The Packet Bytes pane can be useful for understanding the basic structure of raw network messages. As you navigate through the details in this view, Wireshark will highlight the corresponding bytes in the Packet Bytes pane.

If you have any software, particularly a web browser, running in the background, you'll notice that Wireshark can quickly accumulate a large list of packets. Fortunately, the software provides a variety of tools to help you more easily locate packets relevant to your search.

The packet list can be modified non-destructively by adding/removing display filters2 in the input field below the top toolbar. Display filters are a valuable analytic tool that allows you to remove noise and quickly focus on packets that match certain criteria.

In addition to writing your own display filters, you can access a variety of context-specific analysis tools by right clicking on any row of the Packet List or a field within the Packet Details pane. These tools can help you create a display filter based on the current packet or to investigate a conversation that spans multiple packets.

Part V - Examining DNS requests in Wireshark

Before examining DNS requests in Wireshark, you will want to clear your DNS cache.

Hint

As applications make DNS queries to obtain the IP addresses of remote resources, your operating system will start to maintain a cache of previous responses. These cached responses are used on subsequent lookups in order to reduce network overhead and speed up the process of loading the applicable resources.

Check the Managing DNS clients resource for instructions on how to clear your DNS cache.

Create a capture of you visiting your website by:

  • Open Wireshark, begin a capture
  • Quickly open a new tab and visit your website in your browser
  • Once it has fully loaded end your Wireshark capture.

Now filter for DNS packets only in the display filter.

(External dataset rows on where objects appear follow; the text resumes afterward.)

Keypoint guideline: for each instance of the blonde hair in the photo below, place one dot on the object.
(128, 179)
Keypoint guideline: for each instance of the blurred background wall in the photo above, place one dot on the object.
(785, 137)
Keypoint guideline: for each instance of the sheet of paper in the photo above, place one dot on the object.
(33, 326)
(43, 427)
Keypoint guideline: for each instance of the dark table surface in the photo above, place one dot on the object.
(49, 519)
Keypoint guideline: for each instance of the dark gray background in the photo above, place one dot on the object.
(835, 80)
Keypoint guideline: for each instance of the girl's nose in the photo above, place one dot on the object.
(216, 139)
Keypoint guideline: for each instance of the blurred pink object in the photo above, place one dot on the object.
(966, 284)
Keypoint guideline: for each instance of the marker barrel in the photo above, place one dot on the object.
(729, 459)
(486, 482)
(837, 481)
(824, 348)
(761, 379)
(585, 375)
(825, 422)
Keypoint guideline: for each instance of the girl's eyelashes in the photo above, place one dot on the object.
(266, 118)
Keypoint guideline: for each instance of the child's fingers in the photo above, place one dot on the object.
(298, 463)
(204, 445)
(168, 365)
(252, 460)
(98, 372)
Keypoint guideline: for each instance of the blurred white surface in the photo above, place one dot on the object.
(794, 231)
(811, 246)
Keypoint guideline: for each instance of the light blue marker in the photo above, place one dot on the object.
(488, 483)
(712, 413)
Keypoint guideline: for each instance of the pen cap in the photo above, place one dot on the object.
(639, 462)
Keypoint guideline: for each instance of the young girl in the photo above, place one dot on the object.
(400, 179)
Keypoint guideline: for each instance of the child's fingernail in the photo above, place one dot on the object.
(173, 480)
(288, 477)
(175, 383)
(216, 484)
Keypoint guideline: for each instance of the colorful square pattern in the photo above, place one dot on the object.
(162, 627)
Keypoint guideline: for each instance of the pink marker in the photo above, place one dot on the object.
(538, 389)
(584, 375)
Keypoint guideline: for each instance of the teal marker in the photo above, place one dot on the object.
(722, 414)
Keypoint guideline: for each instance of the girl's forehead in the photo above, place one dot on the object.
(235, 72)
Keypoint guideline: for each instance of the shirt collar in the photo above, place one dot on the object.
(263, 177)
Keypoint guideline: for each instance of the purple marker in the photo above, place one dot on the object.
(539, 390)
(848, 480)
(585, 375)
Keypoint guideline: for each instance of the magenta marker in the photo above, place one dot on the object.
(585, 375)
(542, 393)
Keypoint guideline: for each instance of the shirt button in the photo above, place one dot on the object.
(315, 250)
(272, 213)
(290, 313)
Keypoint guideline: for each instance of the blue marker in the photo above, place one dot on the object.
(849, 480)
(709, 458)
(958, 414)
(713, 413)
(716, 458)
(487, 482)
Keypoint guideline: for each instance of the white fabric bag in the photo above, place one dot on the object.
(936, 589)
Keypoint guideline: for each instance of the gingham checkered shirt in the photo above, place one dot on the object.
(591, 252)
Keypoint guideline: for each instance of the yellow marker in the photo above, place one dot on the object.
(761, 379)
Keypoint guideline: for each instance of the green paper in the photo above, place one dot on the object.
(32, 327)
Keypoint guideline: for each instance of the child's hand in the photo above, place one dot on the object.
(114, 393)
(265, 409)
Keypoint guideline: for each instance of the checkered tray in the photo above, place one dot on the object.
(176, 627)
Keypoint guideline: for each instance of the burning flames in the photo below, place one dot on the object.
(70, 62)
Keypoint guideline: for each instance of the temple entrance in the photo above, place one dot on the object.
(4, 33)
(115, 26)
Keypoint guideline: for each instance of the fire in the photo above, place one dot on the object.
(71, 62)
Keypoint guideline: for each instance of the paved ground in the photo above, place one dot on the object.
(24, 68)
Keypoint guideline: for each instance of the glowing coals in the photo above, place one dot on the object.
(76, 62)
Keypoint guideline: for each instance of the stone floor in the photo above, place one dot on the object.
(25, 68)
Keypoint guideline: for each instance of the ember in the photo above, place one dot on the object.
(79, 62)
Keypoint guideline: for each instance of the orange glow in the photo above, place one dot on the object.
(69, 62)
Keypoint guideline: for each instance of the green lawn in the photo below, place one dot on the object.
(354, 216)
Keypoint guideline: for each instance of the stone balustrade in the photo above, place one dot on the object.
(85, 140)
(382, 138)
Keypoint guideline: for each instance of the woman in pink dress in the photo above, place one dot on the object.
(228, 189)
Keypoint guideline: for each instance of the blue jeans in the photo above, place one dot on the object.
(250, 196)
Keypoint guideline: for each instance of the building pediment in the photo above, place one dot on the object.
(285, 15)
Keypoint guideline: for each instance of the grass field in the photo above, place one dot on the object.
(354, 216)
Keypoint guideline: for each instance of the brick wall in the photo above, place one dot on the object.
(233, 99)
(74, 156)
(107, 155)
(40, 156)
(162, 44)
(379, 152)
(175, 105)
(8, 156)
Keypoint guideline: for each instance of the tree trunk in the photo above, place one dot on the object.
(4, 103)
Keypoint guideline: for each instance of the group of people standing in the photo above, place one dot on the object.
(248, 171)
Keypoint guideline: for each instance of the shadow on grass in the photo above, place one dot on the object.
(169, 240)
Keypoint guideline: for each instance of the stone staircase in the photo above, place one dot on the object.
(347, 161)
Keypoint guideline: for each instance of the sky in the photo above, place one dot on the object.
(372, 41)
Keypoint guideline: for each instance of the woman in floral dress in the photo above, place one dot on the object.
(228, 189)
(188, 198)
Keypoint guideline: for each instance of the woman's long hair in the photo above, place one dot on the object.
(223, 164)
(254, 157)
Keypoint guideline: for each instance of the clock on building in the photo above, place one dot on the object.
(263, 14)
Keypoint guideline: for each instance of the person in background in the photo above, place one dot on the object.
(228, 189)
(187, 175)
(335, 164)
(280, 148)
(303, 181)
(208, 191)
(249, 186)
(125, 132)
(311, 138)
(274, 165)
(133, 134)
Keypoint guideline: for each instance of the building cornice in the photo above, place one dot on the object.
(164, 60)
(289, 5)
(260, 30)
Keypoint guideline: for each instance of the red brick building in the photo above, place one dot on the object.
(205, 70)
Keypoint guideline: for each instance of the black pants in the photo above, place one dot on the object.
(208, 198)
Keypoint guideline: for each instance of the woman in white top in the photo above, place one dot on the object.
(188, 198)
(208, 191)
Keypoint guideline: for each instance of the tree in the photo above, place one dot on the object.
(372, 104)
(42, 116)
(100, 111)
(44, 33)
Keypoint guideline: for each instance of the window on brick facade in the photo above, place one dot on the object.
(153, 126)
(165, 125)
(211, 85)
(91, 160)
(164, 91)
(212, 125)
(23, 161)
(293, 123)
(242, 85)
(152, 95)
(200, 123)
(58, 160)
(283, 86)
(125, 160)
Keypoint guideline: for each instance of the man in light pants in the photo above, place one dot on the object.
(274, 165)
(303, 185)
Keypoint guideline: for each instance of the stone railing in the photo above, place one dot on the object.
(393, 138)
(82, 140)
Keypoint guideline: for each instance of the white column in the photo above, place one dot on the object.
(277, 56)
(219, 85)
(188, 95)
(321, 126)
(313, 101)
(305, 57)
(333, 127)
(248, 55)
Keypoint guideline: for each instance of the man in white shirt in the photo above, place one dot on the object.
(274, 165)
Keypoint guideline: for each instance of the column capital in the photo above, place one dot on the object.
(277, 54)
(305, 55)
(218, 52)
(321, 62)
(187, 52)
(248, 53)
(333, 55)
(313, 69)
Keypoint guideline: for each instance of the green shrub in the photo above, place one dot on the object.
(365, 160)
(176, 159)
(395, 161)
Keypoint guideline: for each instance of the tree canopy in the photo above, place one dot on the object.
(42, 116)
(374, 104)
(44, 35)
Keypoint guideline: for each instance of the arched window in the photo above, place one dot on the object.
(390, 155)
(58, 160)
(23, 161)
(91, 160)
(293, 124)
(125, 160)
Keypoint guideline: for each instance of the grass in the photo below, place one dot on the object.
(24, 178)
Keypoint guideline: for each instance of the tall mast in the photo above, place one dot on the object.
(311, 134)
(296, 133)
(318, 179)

  • Identify the DNS response containing the information you needed in order to convert your website name into an IP address.
  • Use the information contained within that packet for the following deliverable.

Hint

Learn how to use the search tool to find string content or research display filters that allow you to specify the domain name.

Report:

  1. Assuming almost all of the DNS requests you see in Wireshark right now are for the one website you visited, how many DNS requests do you see?
  2. Overall were there less or more DNS queries than you'd expect?
  3. How did you identify the DNS packet(s) associated with the website you visited?
  4. Provide screenshots of the packet(s) (specifically of the DNS information in Packet Details).
  5. List the ip addresses you received for the website from the DNS server that resolved your request.

  6. Which transport layer protocol (think OSI model) is used to carry the DNS packet?

  7. Compare this DNS response to others in the capture (generate more if needed).

  8. Which port number(s) are shared in common across these DNS requests?

  2. Do not confuse display filters and capture filters. They serve very different purposes and even use distinct syntax.